Konuya tam anlamıyla dalmadan önce şunu açıklığa kavuşturmakta yarar var: hobi ve ilgi alanı sahibi olmak ile otakuluk aynı şeyler değil. Yine de tepkiyi gösteren insanların genellikle bu ayrımı yapma gereksinimi hissetmediklerini düşünecek olursak, bakış açısı anlamındaki değişimleri gözlemlemek zor değil.
Japonya’da insanlar genel olarak hobileri hakkında pek açık değillerdir, özellikle de toplum tarafından hoş karşılanmayan konularda olanlarda. Ev ve iş birbirinden kesin çizgilerle ayrılır bu da otakular için bir çifte hayat sürmek anlamına gelir; gündüzleri iş veya okul arkadaşlarıyla uyum ortamı açısından normal bir hayat, geriye kalan vakitlerde hobilerine doyasıya vakit ayırdıkları özel hayat.
Peki bir insan neden hobilerini saklama ihtiyacı duyar? Öncelikle tıpkı bizde de olduğu gibi “çizgi filmler çocuk işidir”, yetişkinlerin bunlara ayıracak vakti olmamalıdır veya bu onları çocuklaştırır.

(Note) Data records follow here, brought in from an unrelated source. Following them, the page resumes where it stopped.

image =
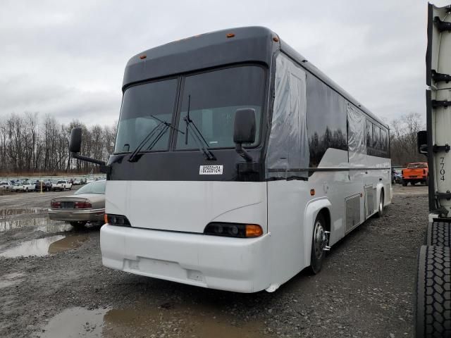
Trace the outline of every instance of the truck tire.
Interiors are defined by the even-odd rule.
[[[416,338],[451,337],[450,248],[421,246],[415,292]]]
[[[430,222],[426,232],[426,245],[451,246],[451,223]]]

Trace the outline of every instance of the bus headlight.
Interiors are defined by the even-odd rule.
[[[263,234],[263,229],[257,224],[212,222],[205,227],[204,233],[205,234],[229,237],[252,238],[261,236]]]

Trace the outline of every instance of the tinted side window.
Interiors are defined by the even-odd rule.
[[[388,139],[387,138],[387,131],[384,129],[381,130],[381,149],[383,151],[388,151]]]
[[[347,150],[346,101],[309,73],[307,84],[309,166],[316,168],[328,148]]]
[[[381,146],[381,128],[373,125],[373,148],[380,149]]]
[[[366,120],[366,146],[373,146],[373,123]]]

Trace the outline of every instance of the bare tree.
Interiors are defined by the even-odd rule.
[[[421,115],[418,113],[410,113],[392,121],[390,150],[393,165],[405,165],[426,161],[416,149],[416,134],[424,129]]]

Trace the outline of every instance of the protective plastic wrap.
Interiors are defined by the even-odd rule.
[[[266,154],[266,178],[307,178],[306,73],[284,54],[277,57],[276,65],[276,98]]]
[[[347,104],[347,146],[350,164],[363,163],[366,156],[365,144],[365,115],[352,105]]]

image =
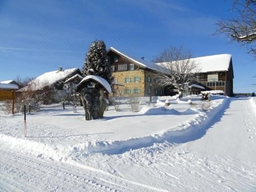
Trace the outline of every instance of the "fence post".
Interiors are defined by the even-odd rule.
[[[26,104],[24,105],[24,135],[27,137],[27,122],[26,120]]]

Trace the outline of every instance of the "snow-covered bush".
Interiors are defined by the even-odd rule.
[[[138,112],[139,111],[139,106],[140,99],[138,97],[132,96],[128,98],[127,101],[130,110],[133,112]]]
[[[121,99],[122,99],[121,96],[109,97],[110,103],[114,106],[116,111],[119,111],[119,105],[121,104]]]
[[[208,101],[203,101],[202,102],[201,105],[201,108],[205,111],[208,111],[210,110],[210,108],[211,106],[211,103],[210,102]]]

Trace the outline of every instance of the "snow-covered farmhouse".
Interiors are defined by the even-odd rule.
[[[108,51],[108,55],[115,83],[124,86],[119,87],[123,96],[148,96],[151,92],[152,96],[165,95],[164,88],[156,82],[154,74],[158,67],[154,63],[128,56],[113,47]]]
[[[163,96],[173,92],[169,88],[160,87],[156,83],[155,75],[160,70],[157,63],[143,58],[131,57],[113,47],[108,50],[108,54],[115,83],[123,86],[118,89],[123,96]],[[231,55],[211,55],[191,59],[198,63],[200,71],[197,75],[197,81],[188,85],[187,93],[221,90],[226,95],[232,96],[234,76]],[[114,92],[117,92],[117,90]]]
[[[47,72],[36,77],[28,83],[28,86],[32,87],[33,91],[42,90],[46,87],[49,88],[51,101],[59,102],[63,99],[68,99],[70,97],[70,91],[66,89],[64,84],[67,80],[76,75],[81,76],[81,73],[78,68],[62,70],[62,68],[59,67],[58,70]],[[26,91],[26,87],[22,90]]]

Bilgisayar oyunları oynamak yetişkinseniz çocuk işidir, çocuksanız zararlıdır, hırçınlaştırır, gözleri bozar, derslerden alıkoyar ve yalnızlaştırır. Yani Japon medyası da tıpkı dünyanın diğer her yerindeki gibi (nispeten) farklı hobileri olan insanları dışlamış, onları “otaku” haline getirmiş, yalnızlaştırıp içlerine kapanmalarına neden olmuştur. Öyle ki otakuların durup dururken insanlara saldırdığı ve suç işlemeye meyilli oldukları haberleri yapılmıştır. Bu da aileleri, çocuklarının otaku olmaması için onları radikal önlemler almaya yönlendirmiştir. Aileler için çocuklarının masum bir hobi sahibi olması değil ama bu hobi sonucu yalnızlaşma, dışlanma ve belki de bir suçluya dönüşme önüne geçilmesi gereken bir sorundur. Yine burada eklenmesi gereken, Japonların ve diğer Asya halklarının toplumsal uyumu, batı toplumlarının aksine bireyselliğin üstünde tutmalarıdır.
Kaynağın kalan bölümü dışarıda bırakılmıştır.